Presbyterian pastor Rev. Dr. Robert Durham says of that hospitality is “One of the fundamental signs of Christian life blossoming in an individual’s life…. Not hospitality as we often define it, but as a welcome embrace of all those God sends to us.”

Hospitality is about the heart, about sharing who you are and what you have. Dave Brannon remembers his grandmother’s hospitality. When I was a kid, our family made a monthly excursion from Ohio to West Virginia to visit my maternal grandparents. Every time we arrived at the door of their farmhouse, Grandma Lester would greet us with the words, “Come on in and sit a spell.” It was her way of telling us to make ourselves comfortable, stay a while, and share in some “catching-up” conversation.
When God opens Lydia’s heart, she extends radical hospitality to Paul and the others traveling with him. “Come on in and sit a spell.” They stay in Philippi for three months! She must have made them feel right at home. Maybe she asked what they liked to eat, how she could make them more comfortable. Perhaps they talked about the differences in their customs from different parts of the world. Lydia had a genuine interest in them. I just imagine as she showed them around, Lydia said, “Make yourselves at home,” and she meant it. You know that line when someone says, “Make yourself at home” and you know whether or not you really can? Paul and his fellow travelers knew they could get up in the middle of the night and grab a snack because when Lydia said, “Make yourself at home” she meant it. She had a heart, a spirit of hospitality.

When I first graduated from seminary and we moved back to Memphis, Chris had a part-time job as a youth choir director in a Methodist church. So, on Sunday mornings, I went to church by myself. It was awkward. I visited many of the Presbyterian churches in the city, a Sunday or two at each one, hoping to find one that was welcoming. I arrived early and sat alone on my pew. I smiled at people who didn’t smile back or say hello. I shook hands with the pastor at the end and walked out the door to my car. It was lonely; I had to force myself week after week to go.

Maybe everyone thought it was someone else’s job to greet me. I am an introvert, so I understand; it is hard for me to strike up a conversation with someone I don’t know. But this is what I have come to realize – every person who comes to church has a reason they came.
Do you know who the host is when someone comes to visit at church? You are. Not the pastor. Not the Director of Christian Education. Not anyone else but you. Visitors decide in the first 10 minutes they are here whether or not they will be back.

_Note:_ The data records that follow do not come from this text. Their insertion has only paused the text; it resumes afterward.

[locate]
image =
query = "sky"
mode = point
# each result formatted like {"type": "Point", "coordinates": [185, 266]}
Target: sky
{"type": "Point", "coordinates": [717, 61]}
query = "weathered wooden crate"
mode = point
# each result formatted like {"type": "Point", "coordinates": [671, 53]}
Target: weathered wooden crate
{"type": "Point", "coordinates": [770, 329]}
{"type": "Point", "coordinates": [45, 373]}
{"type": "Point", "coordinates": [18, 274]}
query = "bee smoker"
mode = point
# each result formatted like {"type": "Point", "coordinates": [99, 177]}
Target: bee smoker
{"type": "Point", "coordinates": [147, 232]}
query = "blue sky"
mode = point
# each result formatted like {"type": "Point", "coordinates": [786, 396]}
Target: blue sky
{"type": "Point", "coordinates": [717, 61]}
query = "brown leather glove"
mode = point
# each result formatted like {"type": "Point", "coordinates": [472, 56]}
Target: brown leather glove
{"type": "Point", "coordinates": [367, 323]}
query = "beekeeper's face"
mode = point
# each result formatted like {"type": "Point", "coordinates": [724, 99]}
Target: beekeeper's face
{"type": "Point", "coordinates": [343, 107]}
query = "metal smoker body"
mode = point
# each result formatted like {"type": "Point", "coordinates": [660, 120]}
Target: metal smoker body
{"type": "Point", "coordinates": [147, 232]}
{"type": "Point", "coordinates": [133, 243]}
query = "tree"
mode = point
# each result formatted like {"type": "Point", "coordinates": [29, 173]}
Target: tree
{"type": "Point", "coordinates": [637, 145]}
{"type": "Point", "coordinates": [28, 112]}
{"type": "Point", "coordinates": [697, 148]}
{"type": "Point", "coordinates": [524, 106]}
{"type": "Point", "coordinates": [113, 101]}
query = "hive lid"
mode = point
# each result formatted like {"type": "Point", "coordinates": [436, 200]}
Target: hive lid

You are their host. Imagine you just opened the door to your house. “I’m so glad to see you. Welcome.” What else would you say? “Come in. Can I get you a cup of coffee?” You might ask “What brought you here today?” or during Fellowship Coffee you might ask “What did you think of the service today?” You might introduce them to another person or two.

Bishop Robert Schnase, a Methodist pastor, shares the story of a woman who “was going through a rough time in her personal and professional life; and in her search for connections, hope, and direction, she began to visit a few churches. After her first two worship experiences to which she came alone, sat alone, and left alone without anyone speaking to her or greeting her, her prayer for her next visit to another church service was simply, ‘I only pray that someone speaks to me today.’”

Hospitality should be the first thing people remember about visiting the Body of Christ. Hospitality is more than speaking to a guest, though. It is being interested in the other person and making them feel so at home that they are no longer a guest. The Spirit of hospitality says, “Come on in and sit a spell. Make yourself at home.”